Box 1. Chemotaxis as an Example of Systems Biology's Application

E. coli chemotaxis is an example of systems biology's application (see Figure 1). Chemotaxis is defined as directed motion of a cell toward increasing (or decreasing) concentrations of a particular chemical substance. E. coli has been observed to migrate toward areas of higher aspartate concentrations through a series of “runs” and “tumbles.” The “runs” are linear paths taken by the bacteria, while the “tumbles” are random rotations that reorient the bacteria. When bacteria reach higher concentrations of aspartate, time spent “running” in proportion to “tumbling” increases—the logic being that if higher concentrations of aspartate are encountered, the bacterium is on the right track and should continue in that direction. If the E. coli fails to detect increasing aspartate concentrations, the bacterium eventually exhibits “adaptation,” where it returns to the baseline “tumble and run” activities. This ensures that it does not continually head in the wrong direction.

Conventional medical methods have, for more than a decade, been able to identify the enzymes and molecules involved in the chemotactic pathway. Despite this, little was known about how the interactions in this pathway translated to its known chemotactic behavior, namely the ability of E. coli to “adapt” in a large range of aspartate concentrations. Spiro, et al. [31] used systems methods in 1997 to provide a mechanistic explanation. They placed the involved enzymes into a mathematical equation (context), considered the relationship between these enzymes (space), and analyzed the activities for each enzyme with the use of computational tools (time). Increased temporal detections of aspartate led to reduced autophosphorylation rate of the aspartate receptor. This effect reduced the tumbling rate and increased the running time. When there was no increased detection of aspartate, methylation of the aspartate receptor occurred, which increased the autophosphorylation rate and caused the E. coli to return to prestimulus tumble-and-run activities (adaptation). Importantly, this adaptive behavior occurred at different aspartate concentrations, explaining how E. coli does not perpetually exist in an excited state, even at higher aspartate concentrations.
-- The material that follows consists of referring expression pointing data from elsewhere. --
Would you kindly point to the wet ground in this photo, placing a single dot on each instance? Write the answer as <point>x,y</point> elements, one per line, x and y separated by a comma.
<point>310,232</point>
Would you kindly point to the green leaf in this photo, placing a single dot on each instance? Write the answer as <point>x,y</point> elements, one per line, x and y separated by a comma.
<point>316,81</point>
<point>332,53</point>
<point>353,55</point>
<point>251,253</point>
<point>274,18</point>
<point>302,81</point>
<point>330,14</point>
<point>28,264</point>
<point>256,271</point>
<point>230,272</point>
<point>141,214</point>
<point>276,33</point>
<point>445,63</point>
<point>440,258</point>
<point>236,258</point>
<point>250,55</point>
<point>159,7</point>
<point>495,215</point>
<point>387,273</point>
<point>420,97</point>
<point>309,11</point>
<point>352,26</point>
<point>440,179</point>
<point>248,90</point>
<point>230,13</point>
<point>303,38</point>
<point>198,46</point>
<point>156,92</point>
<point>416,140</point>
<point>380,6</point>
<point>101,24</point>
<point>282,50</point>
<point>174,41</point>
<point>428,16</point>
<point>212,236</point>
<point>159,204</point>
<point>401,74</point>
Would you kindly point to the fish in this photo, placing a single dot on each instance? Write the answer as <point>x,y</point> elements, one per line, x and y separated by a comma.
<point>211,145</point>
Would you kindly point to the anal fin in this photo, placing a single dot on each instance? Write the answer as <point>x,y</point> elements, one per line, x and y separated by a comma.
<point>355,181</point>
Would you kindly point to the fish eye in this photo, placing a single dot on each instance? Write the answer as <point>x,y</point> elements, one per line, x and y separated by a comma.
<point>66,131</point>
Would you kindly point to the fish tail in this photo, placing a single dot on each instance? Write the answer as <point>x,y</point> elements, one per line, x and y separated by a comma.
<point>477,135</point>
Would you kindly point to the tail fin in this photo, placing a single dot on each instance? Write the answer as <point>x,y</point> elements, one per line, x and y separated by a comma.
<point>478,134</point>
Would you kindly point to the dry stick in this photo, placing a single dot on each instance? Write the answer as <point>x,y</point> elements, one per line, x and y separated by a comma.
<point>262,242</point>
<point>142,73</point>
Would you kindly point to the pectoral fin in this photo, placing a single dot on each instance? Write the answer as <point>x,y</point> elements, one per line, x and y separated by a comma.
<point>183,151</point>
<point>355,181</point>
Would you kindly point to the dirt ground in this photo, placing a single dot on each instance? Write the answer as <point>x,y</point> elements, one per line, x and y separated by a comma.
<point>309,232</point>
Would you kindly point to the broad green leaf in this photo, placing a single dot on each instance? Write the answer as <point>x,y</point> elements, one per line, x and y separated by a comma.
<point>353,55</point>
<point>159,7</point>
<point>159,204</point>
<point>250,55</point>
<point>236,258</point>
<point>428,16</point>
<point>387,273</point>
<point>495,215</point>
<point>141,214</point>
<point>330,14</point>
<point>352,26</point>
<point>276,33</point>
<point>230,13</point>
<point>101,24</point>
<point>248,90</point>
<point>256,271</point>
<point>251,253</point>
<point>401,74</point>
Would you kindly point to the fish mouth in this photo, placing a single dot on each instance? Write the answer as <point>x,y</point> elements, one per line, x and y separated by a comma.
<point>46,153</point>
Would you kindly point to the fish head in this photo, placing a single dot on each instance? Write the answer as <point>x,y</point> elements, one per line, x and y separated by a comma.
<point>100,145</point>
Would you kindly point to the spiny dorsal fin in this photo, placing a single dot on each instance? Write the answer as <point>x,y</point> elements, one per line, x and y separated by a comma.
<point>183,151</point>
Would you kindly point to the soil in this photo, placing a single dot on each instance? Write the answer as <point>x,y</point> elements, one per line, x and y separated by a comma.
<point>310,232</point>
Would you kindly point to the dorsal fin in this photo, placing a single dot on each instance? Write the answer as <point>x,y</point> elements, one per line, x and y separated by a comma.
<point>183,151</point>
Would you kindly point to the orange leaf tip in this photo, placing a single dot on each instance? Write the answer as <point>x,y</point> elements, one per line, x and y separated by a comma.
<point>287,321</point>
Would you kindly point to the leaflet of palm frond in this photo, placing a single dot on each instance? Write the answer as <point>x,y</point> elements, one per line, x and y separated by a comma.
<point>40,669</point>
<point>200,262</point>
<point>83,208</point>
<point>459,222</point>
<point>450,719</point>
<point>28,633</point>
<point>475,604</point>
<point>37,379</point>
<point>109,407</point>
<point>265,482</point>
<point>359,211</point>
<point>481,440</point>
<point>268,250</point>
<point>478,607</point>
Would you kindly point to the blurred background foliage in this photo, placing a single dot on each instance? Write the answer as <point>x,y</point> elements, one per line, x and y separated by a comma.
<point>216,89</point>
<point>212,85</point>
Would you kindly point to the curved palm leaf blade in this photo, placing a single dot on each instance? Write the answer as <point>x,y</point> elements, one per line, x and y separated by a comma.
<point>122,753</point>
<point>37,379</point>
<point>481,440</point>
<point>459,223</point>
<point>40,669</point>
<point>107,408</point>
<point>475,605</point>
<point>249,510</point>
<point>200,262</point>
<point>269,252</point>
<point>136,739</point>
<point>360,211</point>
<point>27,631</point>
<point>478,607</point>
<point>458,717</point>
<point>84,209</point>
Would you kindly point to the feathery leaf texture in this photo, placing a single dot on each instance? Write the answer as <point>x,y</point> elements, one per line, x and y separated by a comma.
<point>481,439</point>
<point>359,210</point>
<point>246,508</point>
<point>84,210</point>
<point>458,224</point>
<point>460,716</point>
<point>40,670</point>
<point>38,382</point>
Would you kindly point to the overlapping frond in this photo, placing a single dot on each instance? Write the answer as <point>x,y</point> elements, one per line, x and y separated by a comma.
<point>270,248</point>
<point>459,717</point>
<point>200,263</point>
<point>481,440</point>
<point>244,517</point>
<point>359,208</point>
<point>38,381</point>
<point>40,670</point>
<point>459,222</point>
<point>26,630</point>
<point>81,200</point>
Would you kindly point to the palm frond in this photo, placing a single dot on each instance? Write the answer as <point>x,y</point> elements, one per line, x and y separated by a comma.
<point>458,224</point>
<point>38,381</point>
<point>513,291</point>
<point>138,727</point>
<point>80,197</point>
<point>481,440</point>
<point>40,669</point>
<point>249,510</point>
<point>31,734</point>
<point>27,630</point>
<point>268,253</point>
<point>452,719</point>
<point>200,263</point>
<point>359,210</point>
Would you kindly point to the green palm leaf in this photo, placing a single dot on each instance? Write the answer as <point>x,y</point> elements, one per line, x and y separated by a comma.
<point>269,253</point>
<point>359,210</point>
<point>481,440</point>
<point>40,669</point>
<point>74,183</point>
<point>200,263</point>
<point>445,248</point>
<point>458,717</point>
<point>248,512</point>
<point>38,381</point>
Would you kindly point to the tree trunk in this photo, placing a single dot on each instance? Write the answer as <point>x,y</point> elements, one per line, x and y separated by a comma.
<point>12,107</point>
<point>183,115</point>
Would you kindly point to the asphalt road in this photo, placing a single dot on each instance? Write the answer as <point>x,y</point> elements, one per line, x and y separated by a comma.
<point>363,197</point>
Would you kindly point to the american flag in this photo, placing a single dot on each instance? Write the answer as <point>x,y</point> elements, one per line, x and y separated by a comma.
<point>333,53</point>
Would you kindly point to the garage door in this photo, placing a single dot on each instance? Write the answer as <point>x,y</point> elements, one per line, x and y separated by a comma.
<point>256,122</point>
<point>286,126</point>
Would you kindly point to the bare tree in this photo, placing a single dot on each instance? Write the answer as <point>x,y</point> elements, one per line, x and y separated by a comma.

Similar conceptual breakthroughs have been obtained with the use of systems methods in other biological phenomena, such as bacteriophage lysis-lysogeny [32], biological oscillations [33, 34], circadian rhythms [35, 36], and Drosophila development [37–39]. In these situations, the incorporation of context, time, and space into the equation has provided information not otherwise obtained through structural information alone.

Box 2

Feedback control: Serves to correct deviations and restores the system to its natural behavior.

Structural stability: Explains for the stability that arises from the very nature of the network structure. For instance, the World Wide Web was shown to be resistant to random attacks to Web sites by virtue of its organization [30].

Redundancy: Allows for functionally equivalent units to substitute for one another in the event of a failure.

Modularity: Prevents amplification of a perturbation by dividing function or structure into subunits or modules.

Adaptation: Promotes survival and functioning in a variety of environmental conditions.